OAKLAND (KPIX) -- Oakland mayor Libby Schaaf and police chief Anne Kirkpatrick are crediting the city's central crime-fighting strategy, Operation Ceasefire, for a dramatic drop in the city's murder rate.
"This represents an unprecedented six-year reduction in homicides and injury shootings combined," said Schaaf.
"The reduction is not by accident. It is definitely by intentional partnerships," Kirkpatrick said. "Our strategy for reducing gun violence is through the Operation Ceasefire strategy."
Operation Ceasefire brings together law enforcement, faith groups, community members and social services agencies to try to convince criminals to leave behind a life of crime.
But Father Aidan McAleenan, pastor of St. Columba Church, a North Oakland Catholic church known for social activism, said the city could be doing more for the people of Oakland.
"Clearly they have more money in their coffers so it should now be distributed to places that would help our economic poor," he said.
At St. Columba, a large Black Lives Matter sign hangs from the front of the church.
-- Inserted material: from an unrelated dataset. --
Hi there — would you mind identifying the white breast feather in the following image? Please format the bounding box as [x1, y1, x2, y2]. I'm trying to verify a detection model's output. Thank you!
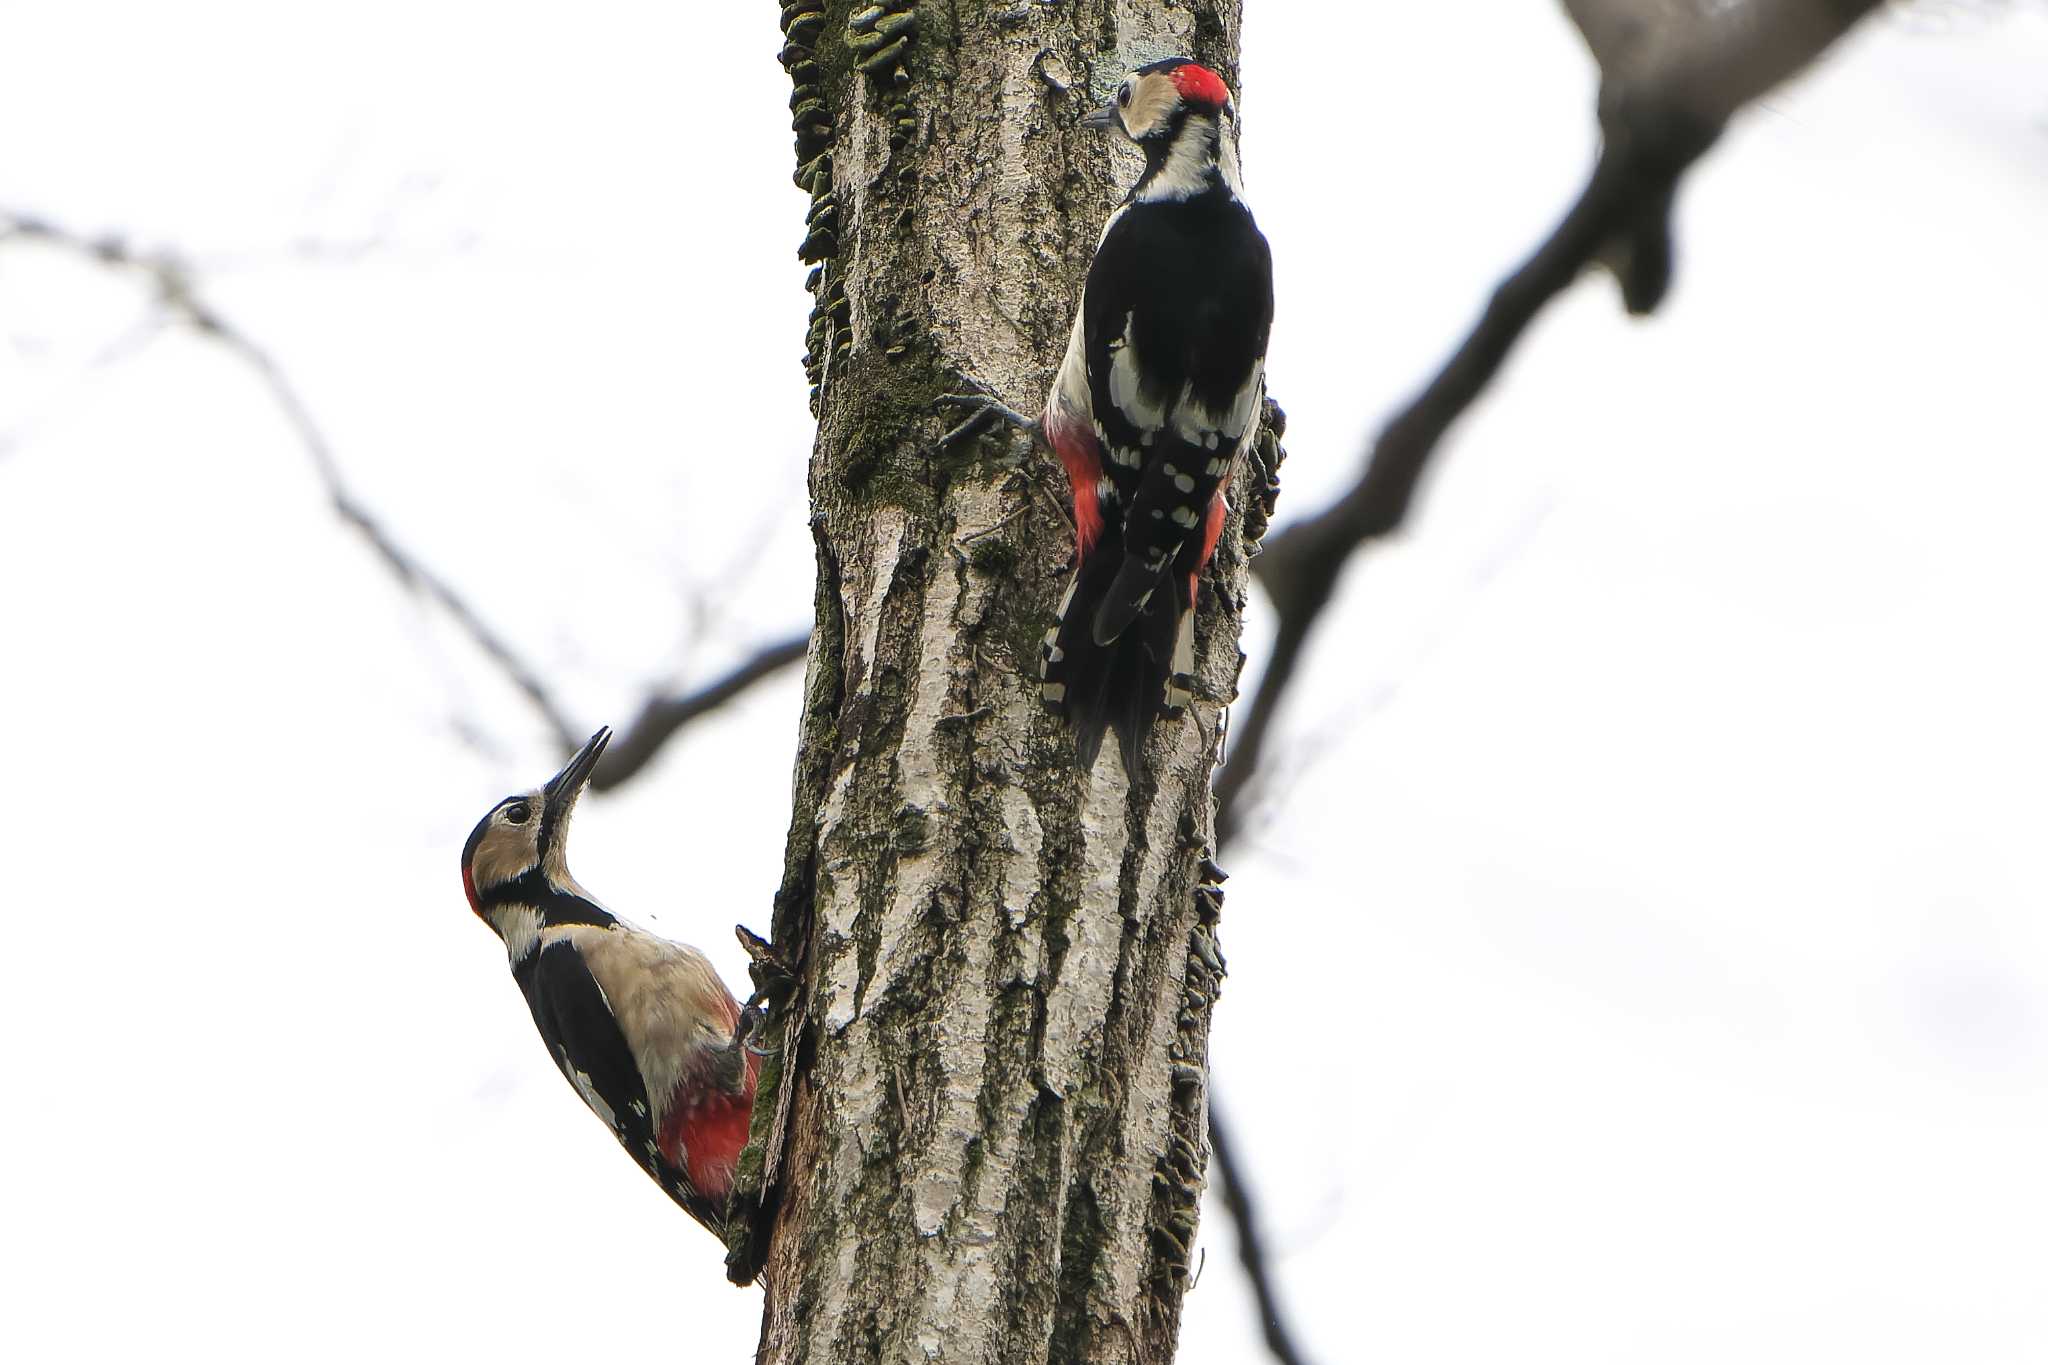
[556, 921, 733, 1131]
[489, 904, 543, 962]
For the past eight years, church members have placed white crosses on the lawn, representing the number of people murdered in Oakland.
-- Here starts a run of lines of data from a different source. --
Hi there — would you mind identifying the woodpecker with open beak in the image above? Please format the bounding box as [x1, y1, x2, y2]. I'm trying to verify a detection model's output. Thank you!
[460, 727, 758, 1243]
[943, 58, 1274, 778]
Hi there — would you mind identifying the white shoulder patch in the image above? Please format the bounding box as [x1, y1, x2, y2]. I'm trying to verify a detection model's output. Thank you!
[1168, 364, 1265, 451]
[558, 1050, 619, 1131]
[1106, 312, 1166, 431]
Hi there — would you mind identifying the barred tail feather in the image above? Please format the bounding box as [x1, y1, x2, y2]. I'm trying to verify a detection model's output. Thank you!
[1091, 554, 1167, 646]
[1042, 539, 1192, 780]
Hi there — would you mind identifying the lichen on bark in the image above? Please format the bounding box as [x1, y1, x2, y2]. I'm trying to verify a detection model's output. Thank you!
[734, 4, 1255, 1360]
McAleenan said while he applauds the reduction in gun violence, he would like to see the city expand Ceasefire, fast-track affordable housing, funnel more money into Oakland schools and fight homelessness and gentrification more aggressively.
His church has taken down the crosses that they put up for 2018 but he says, as the year goes on, the crosses will slowly go back up.
"We'll start all over again, hoping that the number goes down even further and hoping with God's help that one day this is redundant and we don't need to use this wood for this purpose."